Now, every compelling theory of imagistic thinking should be able to explain cognitive and non-cognitive acts of using images. In the book, I am focusing mostly on the cognitive uses of images, but I have never said that they are the only ones. Moreover, I explicitly hold that every theory of imagistic thinking has to address the irreplaceable role of images, e.g., why I am evoking a mental image of my wife and not recalling an extended verbal description of her.

Can the measurement-theoretic framework include non-cognitive acts of using images in thinking? I see no reason why not. According to the 2-dimensional model of iconic reference, images offer us a direct link to the represented object. When I form a mental image of my wife, I directly refer to her.
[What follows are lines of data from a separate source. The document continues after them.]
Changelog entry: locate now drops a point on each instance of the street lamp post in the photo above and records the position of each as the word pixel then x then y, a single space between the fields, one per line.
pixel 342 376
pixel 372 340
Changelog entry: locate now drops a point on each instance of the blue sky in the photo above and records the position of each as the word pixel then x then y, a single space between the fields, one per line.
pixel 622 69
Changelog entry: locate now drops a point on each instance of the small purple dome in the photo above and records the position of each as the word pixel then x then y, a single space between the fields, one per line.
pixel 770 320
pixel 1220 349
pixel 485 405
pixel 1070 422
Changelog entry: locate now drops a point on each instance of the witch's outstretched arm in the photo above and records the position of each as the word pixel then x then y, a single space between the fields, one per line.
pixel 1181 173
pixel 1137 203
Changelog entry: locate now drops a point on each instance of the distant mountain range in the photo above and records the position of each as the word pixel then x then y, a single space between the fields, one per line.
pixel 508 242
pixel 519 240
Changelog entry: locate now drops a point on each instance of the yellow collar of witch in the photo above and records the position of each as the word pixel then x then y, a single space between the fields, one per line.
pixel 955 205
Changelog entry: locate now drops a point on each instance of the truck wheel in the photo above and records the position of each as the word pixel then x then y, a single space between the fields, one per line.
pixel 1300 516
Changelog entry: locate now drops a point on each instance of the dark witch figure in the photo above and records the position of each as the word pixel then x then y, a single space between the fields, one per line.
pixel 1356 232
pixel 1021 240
In the Wollheimian sense, I see-in my wife in the image. In contrast to Wollheim (1987), however, I am not holding that the seeing-in relation is primitive and analysable. In the book, I argue that this relation can be understood in terms of recognition-based identification. I claim that recognition-based identification is a kind of reference, different from demonstratives and descriptions, that enables us to localize the objects of our beliefs. In a sense, my wife is present in my mental image of her, just like temperature is present in the number 20 on a thermometer. Having my wife present in my mind seems valuable even though not cognitively fruitful.


References:

Frege, G. (1984). Thoughts, translated by P. Geach and R. Stoothoff. In B. McGuinness (Eds.), Collected Papers on Mathematics, Logic, and Philosophy (pp. 351–372). Oxford: Basil Blackwell.

Wollheim, R. (1987). Painting as an Art. New Jersey: Princeton University Press.